Electronic vs. oral and paper: It is important to note that the Privacy Rule applies to all forms of patients’ protected health information, whether electronic, written, or oral. In contrast, the Security Rule covers only protected health information that is in electronic form. This includes EPHI that is created, received, maintained or transmitted. For example, EPHI may be transmitted over the Internet, stored on a computer, a CD, a disk, magnetic tape, or other related means. The Security Rule does not cover PHI that is transmitted or stored on paper or provided orally.

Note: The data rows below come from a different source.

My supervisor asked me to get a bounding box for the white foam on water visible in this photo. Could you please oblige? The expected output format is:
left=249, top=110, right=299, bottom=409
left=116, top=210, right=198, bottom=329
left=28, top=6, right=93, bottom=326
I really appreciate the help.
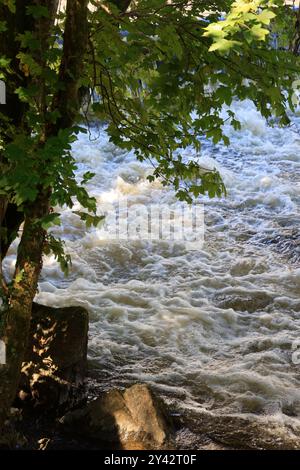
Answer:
left=28, top=101, right=300, bottom=444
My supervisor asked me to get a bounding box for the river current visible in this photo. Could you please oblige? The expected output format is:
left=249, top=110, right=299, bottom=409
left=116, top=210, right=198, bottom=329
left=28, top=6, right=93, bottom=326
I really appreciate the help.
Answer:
left=8, top=101, right=300, bottom=448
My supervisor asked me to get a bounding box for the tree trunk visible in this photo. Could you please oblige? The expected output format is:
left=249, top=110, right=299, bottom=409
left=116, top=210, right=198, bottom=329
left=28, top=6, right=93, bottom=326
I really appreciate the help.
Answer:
left=0, top=194, right=49, bottom=429
left=0, top=0, right=88, bottom=432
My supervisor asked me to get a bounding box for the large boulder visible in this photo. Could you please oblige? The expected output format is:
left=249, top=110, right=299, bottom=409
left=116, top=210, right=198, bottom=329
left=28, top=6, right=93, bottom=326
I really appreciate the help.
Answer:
left=60, top=384, right=172, bottom=450
left=18, top=304, right=88, bottom=409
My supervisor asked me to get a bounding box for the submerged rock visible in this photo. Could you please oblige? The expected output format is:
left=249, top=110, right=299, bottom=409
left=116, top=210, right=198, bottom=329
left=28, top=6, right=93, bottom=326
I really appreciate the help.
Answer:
left=18, top=304, right=88, bottom=409
left=60, top=384, right=172, bottom=449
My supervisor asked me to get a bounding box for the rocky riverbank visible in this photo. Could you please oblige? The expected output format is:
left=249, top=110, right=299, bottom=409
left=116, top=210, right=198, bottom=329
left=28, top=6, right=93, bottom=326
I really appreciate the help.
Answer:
left=0, top=304, right=227, bottom=450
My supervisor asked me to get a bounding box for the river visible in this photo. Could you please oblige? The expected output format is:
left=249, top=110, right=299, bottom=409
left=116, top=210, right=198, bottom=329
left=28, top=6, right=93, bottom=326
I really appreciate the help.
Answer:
left=5, top=101, right=300, bottom=448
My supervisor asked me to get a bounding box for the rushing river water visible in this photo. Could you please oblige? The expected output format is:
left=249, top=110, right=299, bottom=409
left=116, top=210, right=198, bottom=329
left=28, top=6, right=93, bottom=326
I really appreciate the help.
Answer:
left=5, top=102, right=300, bottom=448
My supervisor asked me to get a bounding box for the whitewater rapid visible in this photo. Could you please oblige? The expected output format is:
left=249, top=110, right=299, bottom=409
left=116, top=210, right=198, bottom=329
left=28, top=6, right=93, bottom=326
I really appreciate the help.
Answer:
left=5, top=101, right=300, bottom=447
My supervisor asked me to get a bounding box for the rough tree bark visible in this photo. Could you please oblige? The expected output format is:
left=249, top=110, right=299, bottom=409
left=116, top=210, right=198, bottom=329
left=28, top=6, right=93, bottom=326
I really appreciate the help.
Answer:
left=0, top=0, right=88, bottom=432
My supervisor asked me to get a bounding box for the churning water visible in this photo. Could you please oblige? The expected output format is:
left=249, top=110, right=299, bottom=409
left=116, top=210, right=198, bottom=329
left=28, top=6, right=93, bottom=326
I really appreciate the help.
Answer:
left=5, top=101, right=300, bottom=448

There are three main parts of the HIPAA Security Rule as defined by CMS for small providers:

  1. Administrative Safeguards – These provisions are defined in the Security Rule as the “administrative actions, policies, and procedures to manage the selection, development, implementation, and maintenance of security measures to protect electronic protected health information and to manage the conduct of the covered entity’s workforce in relation to the protection of that information.”
  2. Physical Safeguards – These provisions are defined as the “physical measures, policies, and procedures to protect a covered entity’s electronic information systems and related buildings and equipment, from natural and environmental hazards, and unauthorized intrusion.”
  3. Technical Safeguards – These provisions are defined as the “technology and the policy and procedures that protect electronic protected health information and control access to it (the EPHI).”

As I mentioned, I plan on drilling down into each of the main parts of the Security Rule.  For a very good overview from CMS, take a look at the Security Standards: Implementation for the Small Provider document.  The document goes into further detail of each of the three parts and provides questions and examples to help you better understand the concepts and principles.